ABOUT DAME MAGDALENE ODUNDO

Dame Magdalene Anyango Namakhiya Odundo DBE (born 1950) is a Kenyan-born British studio potter, who now lives in Farnham, Surrey.

 

Magdalene Odundo was born in Nairobi, Kenya, and received her early education in both India and Kenya. She attended the Kabete National Polytechnic in Kenya to study Graphics and Commercial Art and later moved to England in 1971 to follow her chosen vocation in Graphic Design. After training in Farnham, Surrey, she completed her qualifications in foundation art and graphics at the Cambridge School of Art, where she began to specialise in ceramics.

 

Odundo's best-known ceramics are hand built, using a coiling technique. Each piece is burnished, covered with slip, and then burnished again. The pieces are fired in an oxidizing atmosphere, which turns them a red-orange. A second firing in an oxygen-poor (reducing) atmosphere causes the clay to turn black. Many of the vessels Odundo creates are reminiscent of the human form, often following the curves of the spine, stomach, or hair. Furthermore, the shape of expression of her vessels are symbolic of the female body; one of her most famous pieces is a black and ocher vessel with a curved base and elongated neck resembling the form of a pregnant woman.
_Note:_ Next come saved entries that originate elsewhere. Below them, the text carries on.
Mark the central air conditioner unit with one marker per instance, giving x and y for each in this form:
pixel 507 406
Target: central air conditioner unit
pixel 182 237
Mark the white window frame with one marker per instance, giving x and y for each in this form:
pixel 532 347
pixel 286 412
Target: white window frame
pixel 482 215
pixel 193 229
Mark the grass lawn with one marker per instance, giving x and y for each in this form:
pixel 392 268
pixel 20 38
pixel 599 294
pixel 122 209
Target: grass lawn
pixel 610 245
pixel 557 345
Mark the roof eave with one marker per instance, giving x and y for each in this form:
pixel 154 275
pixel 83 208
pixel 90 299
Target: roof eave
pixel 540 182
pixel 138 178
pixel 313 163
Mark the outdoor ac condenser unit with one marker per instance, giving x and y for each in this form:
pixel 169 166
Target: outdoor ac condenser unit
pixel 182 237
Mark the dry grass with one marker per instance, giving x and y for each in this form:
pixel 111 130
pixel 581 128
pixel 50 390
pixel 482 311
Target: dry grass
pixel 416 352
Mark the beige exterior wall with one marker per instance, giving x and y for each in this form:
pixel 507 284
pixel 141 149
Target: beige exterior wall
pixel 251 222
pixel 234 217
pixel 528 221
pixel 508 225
Her work is now a part of permanent collections of nearly 50 international museums including: The British Museum, London; The Metropolitan Museum of Art, New York; Cooper-Hewitt, National Design Museum, New York; National Museum of African Art, Washington DC; The Hepworth Wakefield, Wakefield.

 

In 2019 there was a major exhibition that centred on a group of more than 50 of her works, alongside other works of art that Odundo saw as relating to or influencing her work; the exhibition was titled 'The Journey of Things’. The show was displayed in two locations: The Hepworth Wakefield, West Yorkshire and then the Sainsbury Centre for Visual Arts, East Anglia.

ABOUT SHAWANDA CORBETT

You’re told that you need two hands to make certain things, but that’s not true at all. It’s just about problem-solving.’ So says Shawanda Corbett as we chat in her studio at the Ruskin School of Art in Oxford, where the Mississippi-born ceramic sculptor and performance artist is currently studying for a doctorate in fine arts.

 

Behind us sits a line of thrown and assembled vessels: tall forms with undulating profiles and playful, painterly designs. ‘To throw on the wheel, it turns out that you actually only need one point of pressure. You can use the wheel’s centrifugal force as the counterbalance.’

 

Each of these pieces is destined for her first solo exhibition, at Corvi-Mora in London (16 June - 31 July 2020). Bagging a solo show at a gallery of this calibre is an impressive feat for any ceramic artist early in their career, but particularly for one who has had to invent a bespoke throwing technique – Corbett was born with one arm and without legs.

 

As we speak, she’s plotting a piece to perform at the opening of the Corvi-Mora show, where she will be surrounded by 40-odd vessels. ‘I’m very much influenced by [German choreographer] Pina Bausch’s work. But really, I just love dancing.’ Corbett’s brother, Albert, is a choreographer and dancer, making him an ideal collaborator. ‘Because he is very familiar with how I move, he choreographs some of my work. It can be hard for dancers to break from ideas of body type,’ she reflects. ‘If you don’t have those appendages, how do you envision those movements? Like my ceramics, it’s about finding a non-traditional way of going about it.’

 

‘I’ve been thinking about the theorist Donna Haraway’s essay ‘A Cyborg Manifesto’ [1985], which explores how mechanical objects relate to human life. It’s pretty outdated, so I’m trying to question and update it from my perspective.’ What does it mean to be a cyborg? For Corbett, it means embracing the fact that, as a physically disabled person, she is reliant on machines to get through each day.